Database performance/connection issues with a remote postgresql DB

I'm having issues with a remote postgresql database. The issues appear to be connection related. While I can connect and export data via python, when I run prodigy it just hangs.

I'm really not sure what's going on or how to debug this so I'm gonna dump all that I know.

Database:

  • PostgreSQL 13.10
  • AWS RDS db.t3.small, 30GB storage
  • Currently about 2.5GB of "data" in the database
  • When I export all the datasets to json files I get about 100MB of data

DB settings:

{
  "db": "postgresql",
  "db_settings": {
    "postgresql": {
      "dbname": "{{db_name}}",
      "user": "{{db_user}}",
      "password": "{{db_password}}"
    }
  }
}

# ENV
PGHOST=dbname.etc.rds.amazonaws.com

Accessing DB
I can connect and export data fine using python, e.g.

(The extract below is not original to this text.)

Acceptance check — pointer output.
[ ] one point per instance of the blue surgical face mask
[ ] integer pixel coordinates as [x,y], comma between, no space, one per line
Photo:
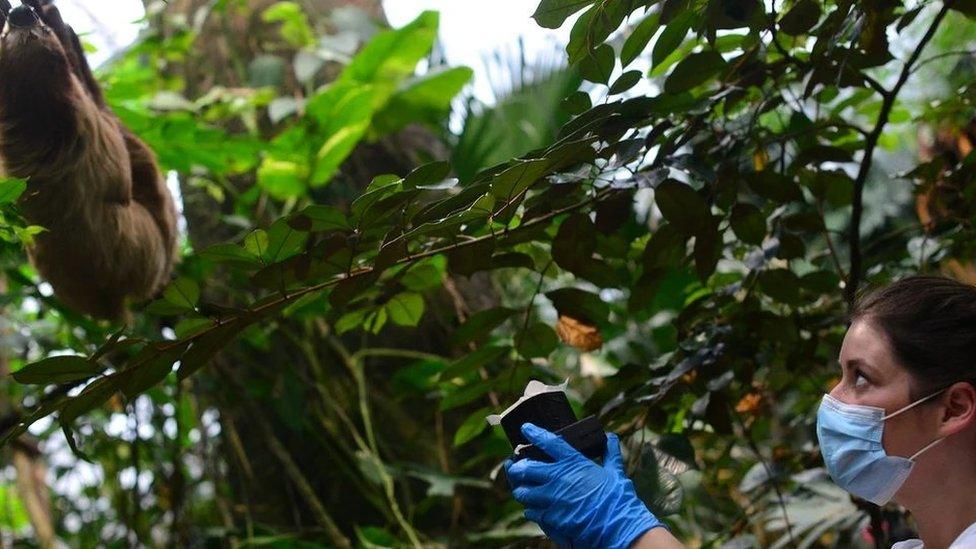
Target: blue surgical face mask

from prodigy.components.db import connect
import json
db = connect()

for dataset in db.datasets:
    data = db.get_dataset_examples(dataset)
    if data:
        with open(f"{dataset}.json", mode='w') as writer:
            json.dump(data, writer, ensure_ascii=False, indent=4)

Now if I try to run a prodigy recipe, e.g. prodigy ner.manual new_data_set blank:en some_file.txt --label X,Y,Z,etc. it hangs,

Using 16 label(s): NOUN, VERB, PRONOUN, EVENT, IWI-HAPU, LANGUAGE, LAW, LOC,
ORG, PERSON, TANGATA, TIME, WAKA, MAHITOI, AUA, PRODUCT
^X^C^X^CTraceback (most recent call last):
  File "/webapp/lib/python3.10/site-packages/prodigy/__main__.py", line 62, in <module>
    controller = recipe(*args, use_plac=True)
  File "cython_src/prodigy/core.pyx", line 384, in prodigy.core.recipe.recipe_decorator.recipe_proxy
  File "cython_src/prodigy/core.pyx", line 73, in prodigy.core.Controller.from_components
  File "cython_src/prodigy/core.pyx", line 164, in prodigy.core.Controller.__init__
  File "cython_src/prodigy/core.pyx", line 247, in prodigy.core.Controller.get_dataset_named_sessions
  File "/webapp/lib/python3.10/site-packages/prodigy/components/db.py", line 257, in sessions
    return [ds.name for ds in datasets]
  File "/webapp/lib/python3.10/site-packages/prodigy/components/db.py", line 257, in <listcomp>
    return [ds.name for ds in datasets]
  File "/webapp/lib/python3.10/site-packages/peewee.py", line 4543, in next
    self.cursor_wrapper.iterate()
  File "/webapp/lib/python3.10/site-packages/peewee.py", line 4463, in iterate
    result = self.process_row(row)
  File "/webapp/lib/python3.10/site-packages/peewee.py", line 7706, in process_row
    data = super(ModelObjectCursorWrapper, self).process_row(row)
  File "/webapp/lib/python3.10/site-packages/peewee.py", line 7672, in process_row
    result[attr] = converters[i](row[i])
  File "/webapp/lib/python3.10/site-packages/peewee.py", line 4707, in python_value
    return value if value is None else self.adapt(value)
  File "/webapp/lib/python3.10/site-packages/peewee.py", line 4856, in adapt
    if isinstance(value, text_type):
KeyboardInterrupt

During handling of the above exception, another exception occurred:

Traceback (most recent call last):
  File "/usr/lib/python3.10/runpy.py", line 196, in _run_module_as_main
    return _run_code(code, main_globals, None,
  File "/usr/lib/python3.10/runpy.py", line 86, in _run_code
    exec(code, run_globals)
  File "/webapp/lib/python3.10/site-packages/prodigy/__main__.py", line 62, in <module>
    controller = recipe(*args, use_plac=True)
KeyboardInterrupt

I had to interrupt the command. My instance running prodigy becomes slow and eventually unresponsive. So I have to cancel the command, KeyboardInterrupt. Prodigy never actually runs. Here's what RDS reports while the prodigy command is running,

Screenshot 2023-03-16 at 12.31.31

Screenshot 2023-03-16 at 12.31.26

Screenshot 2023-03-16 at 12.31.21

Something happens! It connects, etc, but it can't get to the running stage. If I run prodigy stats I get a similar behavior.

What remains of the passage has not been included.